Despite the high number of Arab children, there are a scanty available data about different types of pediatric glomerular diseases in all Arab countries. Very few Arab countries have a national renal biopsy registry. In this review, we performed a systematic review analyzing the incidence of pediatric glomerular disease in all Arab countries. Relevant manuscripts in all 22 Arab countries found through searches of Medline, Science Direct, Embase and Google Scholar were evaluated. The period was from January 1990 to March 2018. A total of 17 manuscripts containing 3083 renal biopsies from seven countries were analyzed. Male-to-female ratio was 1.3:1. Saudi Arabia revealed the most published studies with seven papers. The average period of the study was 8.63 years. Retrospective studies represent 94.12%. Minimal change disease (MCD) (29.25%), focal and segmental glomerulosclerosis (FSGS) (22.34%), mesangioproliferative glomerulonephritis (14.78%), membranoproliferative glomerulonephritis (6.9%), IgA nephropathy (3.98%), and membranous glomerulopathy (2.65%) were the top types of primary glomerular diseases.

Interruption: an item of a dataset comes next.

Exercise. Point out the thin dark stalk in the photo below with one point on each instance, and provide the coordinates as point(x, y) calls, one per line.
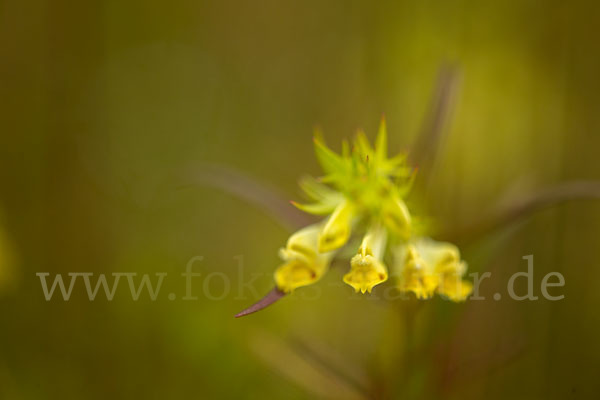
point(270, 298)
point(524, 207)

The most common types of secondary glomerular diseases were lupus nephritis (36.1%), postinfectious glomerulonephritis (17.62%), congenital nephrotic syndrome (6.08%), Alport syndrome (4.71%), Henoch–Schönlein purpura (1.49%), and amyloidosis (1.36%). In conclusion, MCD and lupus nephritis are, respectively, the most common types of primary and secondary glomerular diseases in children of all evaluated Arab countries. FSGS is the predominant pattern of primary glomerular diseases in Asian Arab countries. The trend of all types of glomerular diseases has not changed in the past 28 years except a noted significant reduction in FSGS. Arab countries are strongly recommended to establish a renal biopsy registry.



How to cite this article:
Alwahaibi NY, Al Issaei HK, Al Dhahli BS. Incidence of pediatric glomerular diseases in Arab world: A systematic review.Saudi J Kidney Dis Transpl 2019;30:15-23


How to cite this URL:
Alwahaibi NY, Al Issaei HK, Al Dhahli BS. Incidence of pediatric glomerular diseases in Arab world: A systematic review. Saudi J Kidney Dis Transpl [serial online] 2019 [cited 2019 May 19 ];30:15-23
Available from: http://www.sjkdt.org/text.asp?2019/30/1/15/252904


Full Text



 Introduction



There are a total of 22 Arab countries distributed as 12 countries in Asia and 10 in Africa. Recent figures show that the total Arab population is about 422 million and 139.26 million distributed at the age of 0–14 years old.[1] Despite this high number of Arab children, there are only very scanty available data about different types of pediatric glomerular diseases in all Arab countries. Very few Arab countries have a national renal biopsy registry. As the pattern and incidence of adult glomerular diseases differ worldwide, also it does with children. Geographic, socioeconomic, genetic, environmental, racial, gender as well as age contribute to the different types of glomerular diseases.[2] Despite the advanced improvements in the investigation of renal diseases, renal biopsy is still the gold standard for the most correct diagnosis of glomerular diseases.

Knowledge of different types of glomerular diseases in particular with children is very important for better and early management. According to the best of our knowledge, there is no study gathering the incidence of glomerular disease of children in all Arab countries. In this review, we performed a systematic review analyzing the incidence of pediatric glomerular diseases in all Arab countries.

 Materials and Methods



Medline, ScienceDirect, Embase, and Google Scholar websites were used to search for pediatrics, children, adolescents, glomerular diseases, glomerulonephritis, glomerulosclerosis, renal biopsy and with one of the following Arab countries: Algeria, Bahrain, Comoros, Djibouti, Egypt, Iraq, Jordan, Kuwait, Lebanon, Libya, Mauritania, Morocco, Oman, Palestine, Qatar, Saudi Arabia, Somalia, Sudan, Syria, Tunisia, United Arab Emirates and Yemen. The time period was from January 1990 to March 2018. The review was conducted using the Preferred Reporting Items for Systematic Reviews and Meta-Analyses (PRISMA).[3]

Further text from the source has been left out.